William Worrall Mayo

W.W. Mayo is often overshadowed by his two more famous sons, Will and Charlie. But the story of how Mayo ended up in Rochester starts with W.W. Scanlon calls him an "incredible" man who not only mentored his sons, but also other world-famous figures.

W.W. Mayo helped Frank Kellogg, who grew up 15 miles from Rochester, with his independent study to become a lawyer. Kellogg was later recruited by the Teddy Roosevelt Administration as a "trust-busting" federal prosecutor. He was later elected to the U.S. Senate from Minnesota and co-authored the Kellogg-Briand Act, which made it a felony to start a war.

He also mentored Henry Wellcome, who co-founded the pharmaceutical company Burroughs Wellcome & Company, which became the largest drug company in the world. Eighty years after his death, the Wellcome Trust is worth $42 billion and the fourth largest charitable trust in the world, Scanlon said.

Postcard of Schuster's Brewing Company.
Postcard of Schuster's Brewing Company.

The Avalon Hotel

The history of the Avalon Hotel is a reminder of Rochester's racist history. Vern Manning bought the building in the 1940s after being unable to find hotel accommodations while his wife was being treated at Mayo Clinic. For years, The Avalon became the only hotel in Rochester that would put up African Americans. No other white-owned hotel would take them.

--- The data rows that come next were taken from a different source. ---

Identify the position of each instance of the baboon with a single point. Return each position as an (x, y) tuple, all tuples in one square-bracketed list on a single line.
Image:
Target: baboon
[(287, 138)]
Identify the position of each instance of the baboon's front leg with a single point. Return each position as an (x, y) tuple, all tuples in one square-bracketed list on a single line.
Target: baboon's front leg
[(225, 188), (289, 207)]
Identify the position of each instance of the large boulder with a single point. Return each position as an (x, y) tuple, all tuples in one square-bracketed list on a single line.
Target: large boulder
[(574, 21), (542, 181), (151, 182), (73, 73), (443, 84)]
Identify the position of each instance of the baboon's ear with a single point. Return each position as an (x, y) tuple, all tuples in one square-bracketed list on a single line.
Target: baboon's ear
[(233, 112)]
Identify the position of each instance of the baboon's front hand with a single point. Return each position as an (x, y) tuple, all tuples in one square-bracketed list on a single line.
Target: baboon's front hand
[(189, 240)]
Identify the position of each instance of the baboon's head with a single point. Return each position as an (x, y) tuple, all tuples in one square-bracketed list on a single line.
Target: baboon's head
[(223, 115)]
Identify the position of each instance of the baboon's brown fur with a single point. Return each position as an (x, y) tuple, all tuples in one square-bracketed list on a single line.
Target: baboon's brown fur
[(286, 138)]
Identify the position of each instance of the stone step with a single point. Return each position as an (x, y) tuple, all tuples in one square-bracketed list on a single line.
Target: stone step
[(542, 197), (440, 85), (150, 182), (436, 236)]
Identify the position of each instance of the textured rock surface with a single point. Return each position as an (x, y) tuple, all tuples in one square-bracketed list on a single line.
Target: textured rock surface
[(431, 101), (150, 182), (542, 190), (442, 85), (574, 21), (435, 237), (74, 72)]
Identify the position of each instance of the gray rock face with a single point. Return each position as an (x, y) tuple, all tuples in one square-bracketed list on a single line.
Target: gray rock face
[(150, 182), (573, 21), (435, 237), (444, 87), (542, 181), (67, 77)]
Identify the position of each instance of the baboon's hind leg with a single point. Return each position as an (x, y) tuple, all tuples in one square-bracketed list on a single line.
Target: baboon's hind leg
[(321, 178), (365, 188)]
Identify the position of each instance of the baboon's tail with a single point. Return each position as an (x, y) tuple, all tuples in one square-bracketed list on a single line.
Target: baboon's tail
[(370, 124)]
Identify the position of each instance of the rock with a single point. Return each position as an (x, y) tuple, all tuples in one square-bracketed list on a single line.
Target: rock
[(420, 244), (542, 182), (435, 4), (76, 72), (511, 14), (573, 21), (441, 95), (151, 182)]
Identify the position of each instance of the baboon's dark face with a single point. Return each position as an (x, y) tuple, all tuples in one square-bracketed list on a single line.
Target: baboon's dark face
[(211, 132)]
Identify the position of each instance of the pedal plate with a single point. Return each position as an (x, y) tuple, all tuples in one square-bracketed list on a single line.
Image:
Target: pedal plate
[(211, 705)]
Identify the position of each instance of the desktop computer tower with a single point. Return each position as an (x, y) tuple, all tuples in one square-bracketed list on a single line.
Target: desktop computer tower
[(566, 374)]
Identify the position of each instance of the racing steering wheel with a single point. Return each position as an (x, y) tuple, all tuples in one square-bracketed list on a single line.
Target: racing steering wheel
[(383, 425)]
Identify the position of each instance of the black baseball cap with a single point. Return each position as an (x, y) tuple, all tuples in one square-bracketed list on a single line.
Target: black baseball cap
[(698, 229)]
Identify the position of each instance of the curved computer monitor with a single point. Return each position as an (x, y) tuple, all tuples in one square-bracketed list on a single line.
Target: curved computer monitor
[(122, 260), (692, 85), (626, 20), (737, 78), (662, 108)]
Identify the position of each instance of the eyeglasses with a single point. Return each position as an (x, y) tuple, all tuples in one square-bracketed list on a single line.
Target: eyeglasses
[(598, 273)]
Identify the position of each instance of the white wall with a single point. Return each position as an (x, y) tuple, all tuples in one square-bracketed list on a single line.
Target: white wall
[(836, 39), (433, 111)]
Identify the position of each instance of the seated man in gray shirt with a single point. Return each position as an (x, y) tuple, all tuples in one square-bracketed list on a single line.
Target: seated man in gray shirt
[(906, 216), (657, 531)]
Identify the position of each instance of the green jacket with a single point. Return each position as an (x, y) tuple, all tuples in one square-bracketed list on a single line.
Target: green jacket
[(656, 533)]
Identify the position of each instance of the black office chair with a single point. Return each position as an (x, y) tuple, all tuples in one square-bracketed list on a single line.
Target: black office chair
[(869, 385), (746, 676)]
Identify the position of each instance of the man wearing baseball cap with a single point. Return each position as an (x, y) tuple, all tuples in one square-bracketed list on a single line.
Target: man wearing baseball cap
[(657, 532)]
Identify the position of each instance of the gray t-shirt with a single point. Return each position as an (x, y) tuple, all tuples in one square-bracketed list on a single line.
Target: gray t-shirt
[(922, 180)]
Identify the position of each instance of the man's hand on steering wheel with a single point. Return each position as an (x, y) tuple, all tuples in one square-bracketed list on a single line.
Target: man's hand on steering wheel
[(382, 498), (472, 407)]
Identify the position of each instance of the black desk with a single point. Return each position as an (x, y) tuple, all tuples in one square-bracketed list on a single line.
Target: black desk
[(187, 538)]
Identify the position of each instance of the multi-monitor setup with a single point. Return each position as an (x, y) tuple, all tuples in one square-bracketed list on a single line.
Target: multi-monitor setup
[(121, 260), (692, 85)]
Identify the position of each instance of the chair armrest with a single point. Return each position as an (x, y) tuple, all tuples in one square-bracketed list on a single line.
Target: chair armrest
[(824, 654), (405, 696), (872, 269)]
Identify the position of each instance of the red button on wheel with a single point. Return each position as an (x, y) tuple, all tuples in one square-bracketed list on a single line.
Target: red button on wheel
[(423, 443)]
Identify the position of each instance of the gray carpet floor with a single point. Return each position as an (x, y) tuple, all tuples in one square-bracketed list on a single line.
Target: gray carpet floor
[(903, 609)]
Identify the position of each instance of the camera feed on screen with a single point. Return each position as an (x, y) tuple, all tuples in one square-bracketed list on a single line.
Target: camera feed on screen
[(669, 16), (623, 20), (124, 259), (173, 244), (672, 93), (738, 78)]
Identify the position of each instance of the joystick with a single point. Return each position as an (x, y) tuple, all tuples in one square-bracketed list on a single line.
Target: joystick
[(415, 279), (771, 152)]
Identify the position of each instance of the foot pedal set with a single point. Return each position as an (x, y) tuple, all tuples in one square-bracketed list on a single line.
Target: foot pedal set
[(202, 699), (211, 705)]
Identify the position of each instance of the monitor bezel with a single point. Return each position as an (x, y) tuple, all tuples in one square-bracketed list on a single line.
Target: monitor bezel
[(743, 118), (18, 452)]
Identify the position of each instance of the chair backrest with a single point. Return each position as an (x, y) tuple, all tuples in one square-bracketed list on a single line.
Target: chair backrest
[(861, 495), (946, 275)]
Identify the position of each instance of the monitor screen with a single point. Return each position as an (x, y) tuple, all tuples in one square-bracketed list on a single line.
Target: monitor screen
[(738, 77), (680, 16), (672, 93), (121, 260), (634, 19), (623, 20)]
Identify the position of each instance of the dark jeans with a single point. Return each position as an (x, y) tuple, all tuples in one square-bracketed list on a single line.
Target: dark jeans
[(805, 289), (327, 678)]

Scanlon said a state commission investigating the treatment of the races in the 1940s concluded that the racial policies of Rochester hotels were an "embarrassment to the state of Minnesota they were so bad."

About the book

"Rochester Stories: A Med City History," published by History Press, will be released June 7 and cost $22. The book can be pre-ordered through Barnes & Noble and Amazon. The History Center of Olmsted County and Canadian Honker restaurant will also carry the book.